3) Remember Exclusivity.  For the longest time, I just didn’t get social-media.  I couldn’t understand why my customers weren’t following my tweets or becoming fans on Facebook.  Then it clicked – why would they?  They have my company’s website, they use it regularly and the content is essentially the same.  You have to do certain things that are only available to your fans and followers – even if it’s just publishing news about your latest sale or promotion via those mediums a day early.  The benefit is what I call institutionalized word-of-mouth.  It is much easier and faster to click the retweet or share button on a social media platform than it ever was to physically tell someone about something.  Think about this: the average facebook user has 130 friends.  So, when someone clicks Share on a post you make on your Fan page, that’s the equivalent of them having a sales presentation for 130 friends where they talk about your product.  You NEED people to friend/fan/follow – so you NEED to make those options worthwhile to the customer.

I’m going to do a post in the near future on twitter basics and another on how to connect your website to your facebook and twitter accounts.  Until then – I hope someone benefits from what I’ve written above.

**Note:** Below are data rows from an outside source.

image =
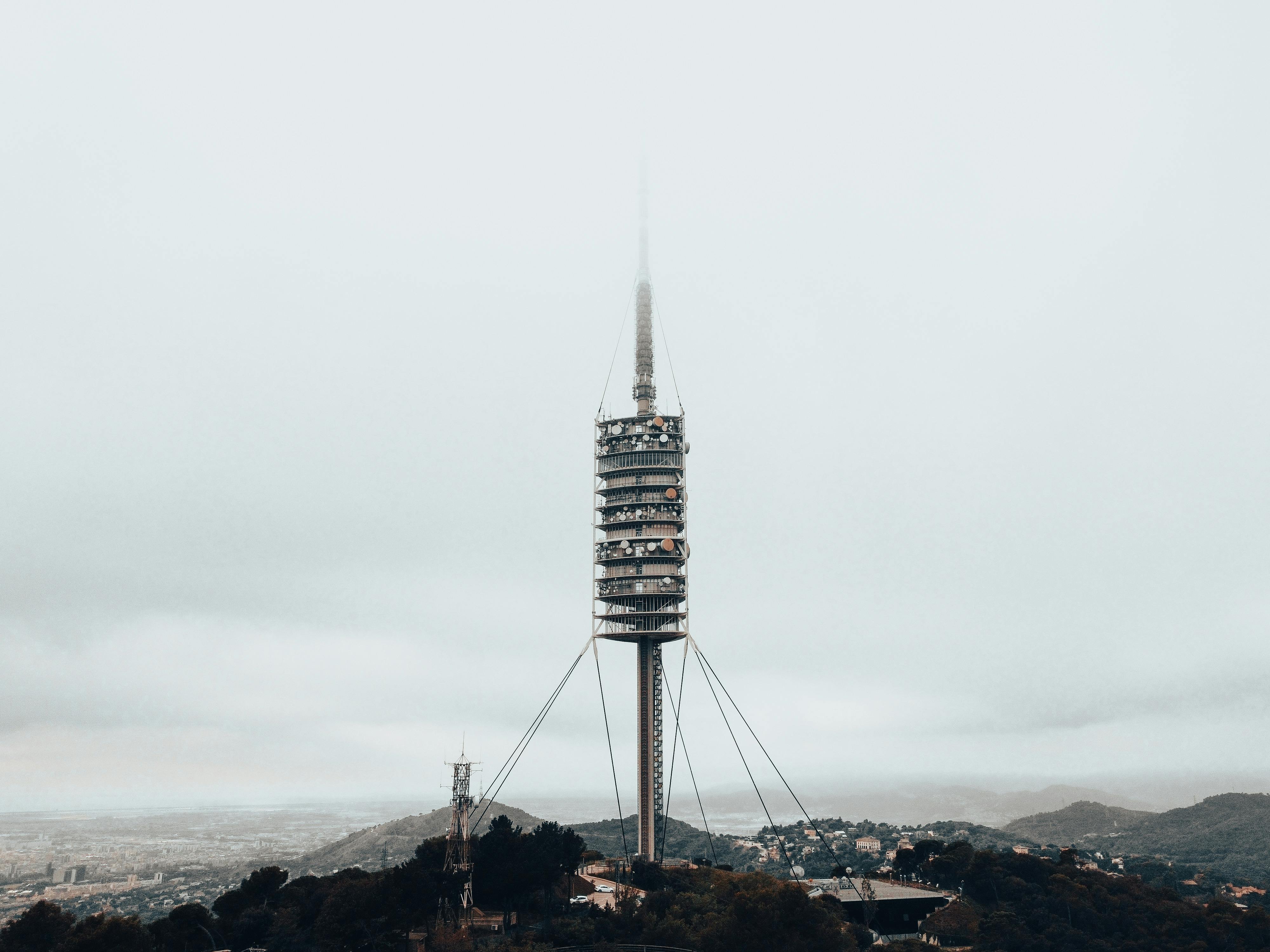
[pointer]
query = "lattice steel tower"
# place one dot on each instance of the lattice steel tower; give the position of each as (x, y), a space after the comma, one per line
(459, 843)
(641, 585)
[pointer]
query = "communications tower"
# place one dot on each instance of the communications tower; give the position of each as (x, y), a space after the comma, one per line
(641, 548)
(459, 843)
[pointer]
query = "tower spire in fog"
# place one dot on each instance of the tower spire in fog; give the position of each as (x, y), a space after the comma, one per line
(642, 588)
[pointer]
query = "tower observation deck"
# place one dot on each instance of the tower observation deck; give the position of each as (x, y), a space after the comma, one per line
(641, 548)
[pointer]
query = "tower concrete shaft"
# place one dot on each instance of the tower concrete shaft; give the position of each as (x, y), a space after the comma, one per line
(641, 550)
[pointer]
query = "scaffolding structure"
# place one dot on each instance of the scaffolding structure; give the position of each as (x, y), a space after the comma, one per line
(641, 548)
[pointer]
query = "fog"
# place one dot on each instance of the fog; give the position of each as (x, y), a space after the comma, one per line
(307, 313)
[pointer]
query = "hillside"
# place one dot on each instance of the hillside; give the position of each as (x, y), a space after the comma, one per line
(1230, 833)
(399, 838)
(683, 841)
(1078, 823)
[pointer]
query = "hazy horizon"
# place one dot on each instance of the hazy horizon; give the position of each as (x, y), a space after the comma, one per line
(308, 314)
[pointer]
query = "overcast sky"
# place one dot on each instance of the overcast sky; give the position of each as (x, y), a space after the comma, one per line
(307, 312)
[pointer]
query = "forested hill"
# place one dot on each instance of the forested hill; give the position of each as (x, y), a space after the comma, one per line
(399, 838)
(1073, 824)
(683, 841)
(1230, 833)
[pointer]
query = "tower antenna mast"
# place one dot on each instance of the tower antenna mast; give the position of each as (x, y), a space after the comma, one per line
(641, 548)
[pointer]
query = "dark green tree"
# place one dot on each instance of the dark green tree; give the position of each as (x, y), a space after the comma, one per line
(116, 934)
(41, 929)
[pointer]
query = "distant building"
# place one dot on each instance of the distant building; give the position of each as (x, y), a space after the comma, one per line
(69, 874)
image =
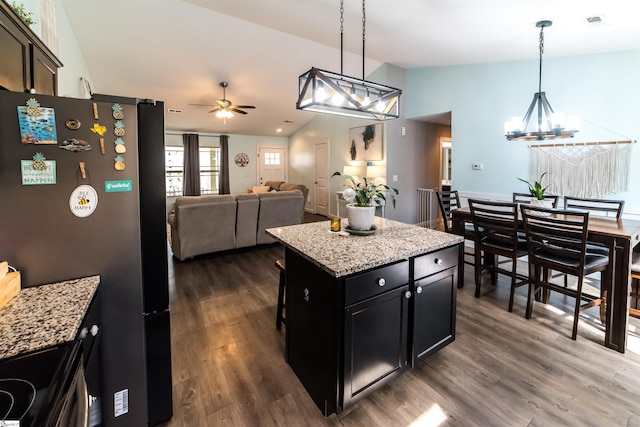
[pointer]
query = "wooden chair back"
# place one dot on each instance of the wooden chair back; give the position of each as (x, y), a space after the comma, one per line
(447, 201)
(601, 207)
(526, 198)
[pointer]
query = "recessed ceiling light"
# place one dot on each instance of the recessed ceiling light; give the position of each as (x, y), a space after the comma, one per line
(594, 19)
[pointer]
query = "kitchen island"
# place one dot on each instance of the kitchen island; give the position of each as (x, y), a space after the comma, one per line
(362, 309)
(46, 315)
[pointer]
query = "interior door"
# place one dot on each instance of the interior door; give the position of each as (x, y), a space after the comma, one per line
(321, 181)
(272, 164)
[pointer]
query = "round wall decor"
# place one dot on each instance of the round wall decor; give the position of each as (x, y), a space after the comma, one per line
(242, 159)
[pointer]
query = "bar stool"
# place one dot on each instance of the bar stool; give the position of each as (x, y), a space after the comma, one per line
(280, 319)
(635, 284)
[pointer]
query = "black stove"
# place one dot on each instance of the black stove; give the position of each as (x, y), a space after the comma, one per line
(34, 386)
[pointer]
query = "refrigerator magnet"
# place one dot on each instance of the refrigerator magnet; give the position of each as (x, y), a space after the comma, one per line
(119, 165)
(76, 145)
(83, 201)
(99, 129)
(37, 124)
(73, 124)
(118, 129)
(118, 114)
(38, 170)
(119, 146)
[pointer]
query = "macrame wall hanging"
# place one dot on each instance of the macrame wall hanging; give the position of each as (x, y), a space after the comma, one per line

Advance Planning for Twitter marketing …

I have to walk a delicate line here between divulging internal and confidential information and sharing useful knowledge, so please excuse the vagueness of this post…BUT:

This week, I was able to pre-stage a lot of my work-related twitter activity for the next few months – at least when it comes to Twitter.

It occurred to me that a) I already know the dates I need to communicate certain data (and the websites I need the customers to go to on those dates); b) I already know what I’m going to say on various holidays and calendar events (Happy New Year!); and c) all of that information is usable data.

Given that it’s data, it should be able to be put into a spreadsheet and I should be able to automate functions associated with it.

That’s where HootSuite comes in…

HootSuite is an awesome tool that allows you to manage all of your twitter accounts from one screen and you can upload a .csv file (which can be created with Excel) containing tweets that you plan to send.  The file can contain up to 50 messages and they cannot be exact duplicates.  So … if you know you’re going to post certain tweets on certain dates, you can put that info into the .csv file (HootSuite has directions on the required formats and columns) and then upload the file to HootSuite.  Then just choose the account you want to post from and poof! It’s done.

I was able to schedule close to 300 tweets in about 30 minutes by uploading several files.

Pro-tip:The messages can’t be exact duplicates, but subtle changes are enough.

The messages I’m sending are not twitter spam.  The students wouldn’t respond well to that and frankly, that sort of marketing is not a good use of Twitter.  What I’m doing is something more akin to a “word of the day” type promotion.  So the message would look like this: “Click here to see the Word of the Day: http://bit.ly/31IqMl”

It works because the URL for the word of the day is different every day – even though the message is the same every day.

When you upload the csv file, one of the columns is for URLs.  You put the URLs into the csv and HootSuite automatically shortens them after you upload.  Since all of my URLs were slightly different, HootSuite gave them all different short forms as well.  That was enough to get past HootSuite’s duplicate message restrictions.